Penso que há um amplo mercado sedento de obras autênticas e desafiadoras. Hoje vivemos nos tempos da plasticidade. É bem difícil, atualmente, encontrar um livro que tenha mais de trezentas páginas que seja ao menos um tanto instigante. A maioria é previsível, desestimulante e esquecível. Parece que os escritores estão pensando em hashtags, em textos para o Instagram, em viralizar no TikTok, isto tudo pode até ter algum resultado no curto prazo, mas são obras esquecíveis porque não marcam o público. Como disse anteriormente, um livro pesado ou longo pode dar um “susto” inicial, mas o que fica é a honestidade da história, os pontos de contato entre a prosa e o leitor.

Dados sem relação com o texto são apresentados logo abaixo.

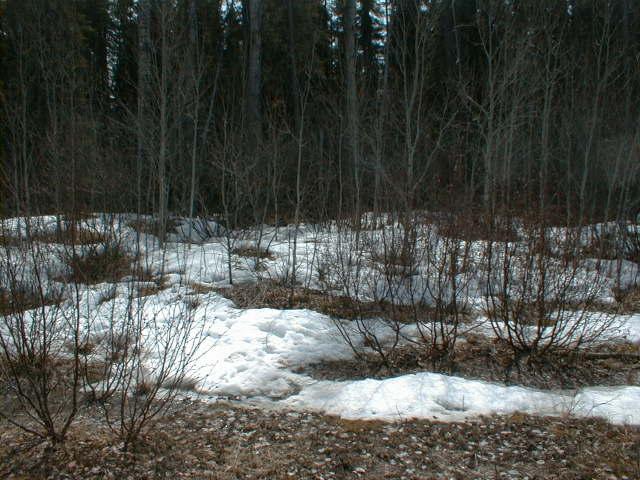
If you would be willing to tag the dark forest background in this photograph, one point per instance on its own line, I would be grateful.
(266, 110)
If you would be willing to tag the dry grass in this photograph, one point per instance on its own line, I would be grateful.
(107, 265)
(152, 226)
(628, 299)
(253, 252)
(13, 301)
(226, 442)
(72, 236)
(268, 294)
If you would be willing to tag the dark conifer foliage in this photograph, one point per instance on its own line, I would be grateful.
(488, 103)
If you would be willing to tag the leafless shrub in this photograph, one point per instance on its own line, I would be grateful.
(146, 352)
(40, 376)
(539, 303)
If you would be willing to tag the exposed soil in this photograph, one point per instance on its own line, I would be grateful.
(223, 441)
(475, 356)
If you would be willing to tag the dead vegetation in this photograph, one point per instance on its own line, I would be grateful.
(253, 252)
(222, 441)
(17, 300)
(480, 358)
(269, 294)
(108, 264)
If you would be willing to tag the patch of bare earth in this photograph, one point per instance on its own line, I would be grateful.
(222, 441)
(475, 356)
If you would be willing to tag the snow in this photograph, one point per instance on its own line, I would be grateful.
(260, 353)
(447, 398)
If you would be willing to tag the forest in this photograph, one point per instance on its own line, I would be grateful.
(320, 239)
(328, 109)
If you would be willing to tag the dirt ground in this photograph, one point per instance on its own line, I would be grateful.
(226, 441)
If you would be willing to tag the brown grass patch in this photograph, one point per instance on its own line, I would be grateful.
(628, 299)
(18, 300)
(227, 442)
(152, 226)
(107, 265)
(269, 294)
(253, 252)
(72, 235)
(201, 288)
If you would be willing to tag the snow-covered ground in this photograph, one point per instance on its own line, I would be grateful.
(258, 354)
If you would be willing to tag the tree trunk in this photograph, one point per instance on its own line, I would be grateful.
(254, 75)
(352, 100)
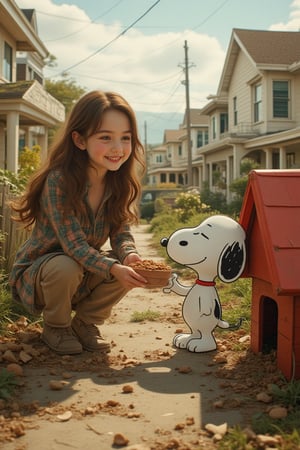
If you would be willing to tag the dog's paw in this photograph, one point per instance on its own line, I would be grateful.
(170, 284)
(201, 345)
(181, 340)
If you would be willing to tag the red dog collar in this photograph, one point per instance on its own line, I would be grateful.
(205, 283)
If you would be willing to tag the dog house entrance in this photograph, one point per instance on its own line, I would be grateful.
(269, 324)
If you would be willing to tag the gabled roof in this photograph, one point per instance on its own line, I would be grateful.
(270, 47)
(270, 216)
(265, 49)
(196, 118)
(31, 17)
(172, 135)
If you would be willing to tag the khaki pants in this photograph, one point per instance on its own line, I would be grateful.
(62, 286)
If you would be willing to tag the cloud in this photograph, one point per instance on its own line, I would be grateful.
(293, 23)
(146, 69)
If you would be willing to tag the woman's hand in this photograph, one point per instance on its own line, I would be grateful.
(126, 275)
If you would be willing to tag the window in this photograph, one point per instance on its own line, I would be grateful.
(205, 137)
(281, 99)
(234, 111)
(7, 62)
(214, 133)
(202, 138)
(257, 103)
(199, 139)
(290, 160)
(223, 122)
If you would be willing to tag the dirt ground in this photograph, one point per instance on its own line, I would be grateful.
(144, 395)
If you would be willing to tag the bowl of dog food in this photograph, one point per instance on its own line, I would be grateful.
(156, 273)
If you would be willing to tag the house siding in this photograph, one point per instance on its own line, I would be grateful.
(243, 72)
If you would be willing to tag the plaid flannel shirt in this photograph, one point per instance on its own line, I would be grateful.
(54, 233)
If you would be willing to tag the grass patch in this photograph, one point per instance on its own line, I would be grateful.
(143, 316)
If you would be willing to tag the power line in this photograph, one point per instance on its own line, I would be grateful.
(113, 40)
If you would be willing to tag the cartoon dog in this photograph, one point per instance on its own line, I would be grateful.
(214, 248)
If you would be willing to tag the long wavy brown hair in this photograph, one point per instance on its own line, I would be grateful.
(73, 163)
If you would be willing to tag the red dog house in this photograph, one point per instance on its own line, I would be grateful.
(270, 216)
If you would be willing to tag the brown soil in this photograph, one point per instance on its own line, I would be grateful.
(144, 395)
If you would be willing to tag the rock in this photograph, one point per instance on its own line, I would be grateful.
(16, 369)
(65, 416)
(24, 357)
(120, 440)
(264, 397)
(278, 412)
(264, 440)
(127, 389)
(185, 369)
(9, 356)
(56, 385)
(216, 429)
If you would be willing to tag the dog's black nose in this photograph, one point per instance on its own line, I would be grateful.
(183, 243)
(164, 242)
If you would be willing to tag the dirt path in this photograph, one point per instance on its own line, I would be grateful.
(154, 396)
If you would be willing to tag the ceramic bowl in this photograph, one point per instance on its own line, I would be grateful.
(156, 274)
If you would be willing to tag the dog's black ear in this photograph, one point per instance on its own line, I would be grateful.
(232, 262)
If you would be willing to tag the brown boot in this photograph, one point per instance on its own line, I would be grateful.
(89, 336)
(61, 340)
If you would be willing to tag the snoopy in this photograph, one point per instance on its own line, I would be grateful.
(214, 248)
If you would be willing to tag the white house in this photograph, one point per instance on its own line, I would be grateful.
(256, 110)
(26, 109)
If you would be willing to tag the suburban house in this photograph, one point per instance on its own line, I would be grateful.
(254, 114)
(27, 110)
(168, 163)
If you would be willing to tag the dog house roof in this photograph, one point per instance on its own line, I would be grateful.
(270, 216)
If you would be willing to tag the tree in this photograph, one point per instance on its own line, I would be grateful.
(66, 91)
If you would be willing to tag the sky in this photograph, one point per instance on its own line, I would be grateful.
(136, 47)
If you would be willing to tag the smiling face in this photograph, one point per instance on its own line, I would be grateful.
(110, 146)
(200, 248)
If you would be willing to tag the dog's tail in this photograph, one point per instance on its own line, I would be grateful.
(234, 326)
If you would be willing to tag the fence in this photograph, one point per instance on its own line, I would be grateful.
(13, 233)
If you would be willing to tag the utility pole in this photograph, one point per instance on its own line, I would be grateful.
(188, 114)
(146, 152)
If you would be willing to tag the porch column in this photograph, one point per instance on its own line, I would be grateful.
(2, 147)
(237, 152)
(282, 158)
(228, 177)
(204, 171)
(44, 145)
(12, 127)
(210, 177)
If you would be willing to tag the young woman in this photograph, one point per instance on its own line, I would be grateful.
(86, 193)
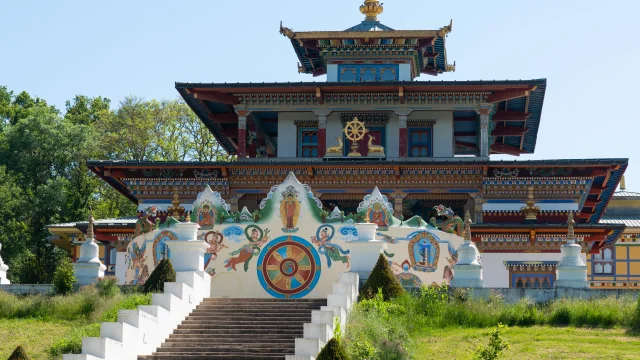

O pseudônimo foi uma maneira que encontrou para se distanciar das barbaridades narradas no romance? A escrita, para você, é uma espécie de atuação?

De forma alguma. Álamo Enfant não é um pseudônimo, mas sim um heterônimo. Tenho outros heterônimos que escrevem de maneiras completamente diferentes. Cada qual tem a sua personalidade e idiossincrasias. A criação de heterônimos foi uma forma que encontrei de dar vazão aos tantos narradores que existem na minha cabeça. Cada qual sempre muito diferentes entre si, em nacionalidades, sexo, idade, etc. Para mim, a escrita deve ser combativa, de jeito algum uma atuação. Não admiro escritores que produzem de forma dissimulada. Gosto e me inspiro em autores que pedem “pelo amor de Deus”. E isto só é possível através do sofrimento, honestidade e transparência.